Abstract
Background
Behavioral intervention effectiveness in randomized controlled trials requires fidelity to the protocol. Fidelity assessment tools tailored to the intervention may strengthen intervention research.
Objective
To describe the assessment of fidelity to the structured intervention protocol in an examination of a nurse-delivered telephone intervention designed to improve medication adherence.
Method
Fidelity assessment included random selection and review of approximately 10% of the audiorecorded intervention sessions, stratified by interventionist and intervention session. Audiotapes were reviewed along with field notes for percentage of agreement, addressing whether key components were covered during the sessions. Visual analog scales were used to provide summary scores (0 = low to 5 = high) of interaction characteristics of the interventionists and participants with respect to engagement, demeanor, listening skills, attentiveness, and openness.
Results
Four nurse interventionists delivered 871 structured intervention sessions to 113 participants. Three trained graduate student researchers assessed 131 intervention sessions. The mean percentage of agreement was 92.0% (±10.5) meeting the criteria of 90% congruence with the intervention protocol. The mean interventionist interaction summary score was 4.5±0.4 and the mean participant interaction summary score was 4.5±0.4.
Discussion
Overall, the interventionists successfully delivered the structured intervention content with some variability in both the percentage of agreement and quality of interaction scores. Ongoing assessment aids in ensuring fidelity to study protocol and having reliable study results.
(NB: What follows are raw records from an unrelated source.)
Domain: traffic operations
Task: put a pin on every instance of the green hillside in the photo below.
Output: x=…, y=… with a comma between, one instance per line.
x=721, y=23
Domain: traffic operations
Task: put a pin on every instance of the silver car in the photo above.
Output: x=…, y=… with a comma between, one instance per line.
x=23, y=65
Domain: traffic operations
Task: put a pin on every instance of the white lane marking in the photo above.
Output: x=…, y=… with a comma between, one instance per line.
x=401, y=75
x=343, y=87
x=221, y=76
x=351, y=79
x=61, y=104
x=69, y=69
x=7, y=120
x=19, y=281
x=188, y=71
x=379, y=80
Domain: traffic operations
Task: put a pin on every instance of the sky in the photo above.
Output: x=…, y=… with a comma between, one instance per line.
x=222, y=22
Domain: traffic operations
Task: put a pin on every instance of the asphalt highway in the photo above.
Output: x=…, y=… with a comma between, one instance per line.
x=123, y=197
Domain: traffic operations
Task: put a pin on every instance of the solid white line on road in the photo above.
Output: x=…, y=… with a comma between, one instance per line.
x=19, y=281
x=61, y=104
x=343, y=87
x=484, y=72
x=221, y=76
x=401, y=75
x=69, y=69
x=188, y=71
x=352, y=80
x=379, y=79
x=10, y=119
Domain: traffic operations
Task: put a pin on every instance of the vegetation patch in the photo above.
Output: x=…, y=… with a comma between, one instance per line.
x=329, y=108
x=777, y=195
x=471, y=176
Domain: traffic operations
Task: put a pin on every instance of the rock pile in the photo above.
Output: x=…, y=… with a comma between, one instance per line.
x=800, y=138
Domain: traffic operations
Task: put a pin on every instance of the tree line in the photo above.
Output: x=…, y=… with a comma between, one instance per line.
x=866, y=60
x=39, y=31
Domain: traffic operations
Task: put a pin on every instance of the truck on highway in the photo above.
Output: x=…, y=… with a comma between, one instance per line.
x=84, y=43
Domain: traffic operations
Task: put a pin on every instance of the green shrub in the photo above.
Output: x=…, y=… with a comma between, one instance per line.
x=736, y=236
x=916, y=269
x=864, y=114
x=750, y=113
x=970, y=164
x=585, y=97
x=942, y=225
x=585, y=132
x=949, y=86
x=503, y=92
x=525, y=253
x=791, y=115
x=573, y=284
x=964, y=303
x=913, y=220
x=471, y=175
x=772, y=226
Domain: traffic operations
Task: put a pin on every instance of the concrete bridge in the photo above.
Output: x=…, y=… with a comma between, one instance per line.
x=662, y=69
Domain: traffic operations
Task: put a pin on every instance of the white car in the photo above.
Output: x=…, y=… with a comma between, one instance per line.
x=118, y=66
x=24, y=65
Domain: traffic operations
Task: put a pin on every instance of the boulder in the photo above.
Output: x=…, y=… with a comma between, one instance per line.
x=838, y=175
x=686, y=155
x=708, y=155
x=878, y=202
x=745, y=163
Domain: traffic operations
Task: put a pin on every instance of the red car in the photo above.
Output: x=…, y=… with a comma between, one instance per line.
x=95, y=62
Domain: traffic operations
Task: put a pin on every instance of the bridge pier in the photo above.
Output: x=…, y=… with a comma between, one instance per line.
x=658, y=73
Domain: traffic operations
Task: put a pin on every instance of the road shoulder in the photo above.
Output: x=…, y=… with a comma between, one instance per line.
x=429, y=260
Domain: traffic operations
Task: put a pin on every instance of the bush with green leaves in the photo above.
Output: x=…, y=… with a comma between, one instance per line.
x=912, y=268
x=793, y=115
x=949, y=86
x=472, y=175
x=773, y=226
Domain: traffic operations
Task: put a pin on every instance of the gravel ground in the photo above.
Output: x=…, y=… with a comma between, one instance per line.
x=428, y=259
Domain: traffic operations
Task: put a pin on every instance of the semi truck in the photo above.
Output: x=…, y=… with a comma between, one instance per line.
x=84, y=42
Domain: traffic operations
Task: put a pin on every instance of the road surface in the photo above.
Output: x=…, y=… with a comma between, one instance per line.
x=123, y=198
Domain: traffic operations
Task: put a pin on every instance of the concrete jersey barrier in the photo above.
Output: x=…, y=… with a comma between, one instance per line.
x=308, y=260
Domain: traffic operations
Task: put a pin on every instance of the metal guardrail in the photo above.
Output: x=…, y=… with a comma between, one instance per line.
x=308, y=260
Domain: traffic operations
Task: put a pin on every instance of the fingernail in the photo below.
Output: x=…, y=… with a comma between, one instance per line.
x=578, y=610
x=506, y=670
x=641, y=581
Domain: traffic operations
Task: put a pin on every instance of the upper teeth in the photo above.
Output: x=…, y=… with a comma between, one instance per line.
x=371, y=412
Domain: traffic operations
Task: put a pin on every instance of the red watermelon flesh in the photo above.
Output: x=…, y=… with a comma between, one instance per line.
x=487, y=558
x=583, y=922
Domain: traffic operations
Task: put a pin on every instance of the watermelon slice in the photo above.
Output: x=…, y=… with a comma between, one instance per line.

Keywords: HIV infection, intervention fidelity, medication adherence
Well-designed randomized controlled trials (RCTs) are considered the gold standard for the development of efficacious health care interventions; however, inadequate methodological approaches to RCT planning and implementation can lead to biased treatment effects and inaccurate reporting and interpretation of study findings (Altman et al. 2001; Moher, Schulz, & Altman, 2001). One aspect of RCTs that affects the design, implementation, analysis, and valid interpretation of study findings is intervention fidelity (Bellg et al., 2004; Dumas, Lynch, Laughlin, Smith, & Prinz, 2001; Santacroce, Macarelli, & Grey, 2004), defined as “the methodological strategies used to monitor and ensure the reliability and validity of behavioral interventions” (Bellg et al., 2004, p. 443). A lack of fidelity monitoring masks whether study findings are due to an ineffective treatment or infidelity to an intervention protocol (Planas, 2008).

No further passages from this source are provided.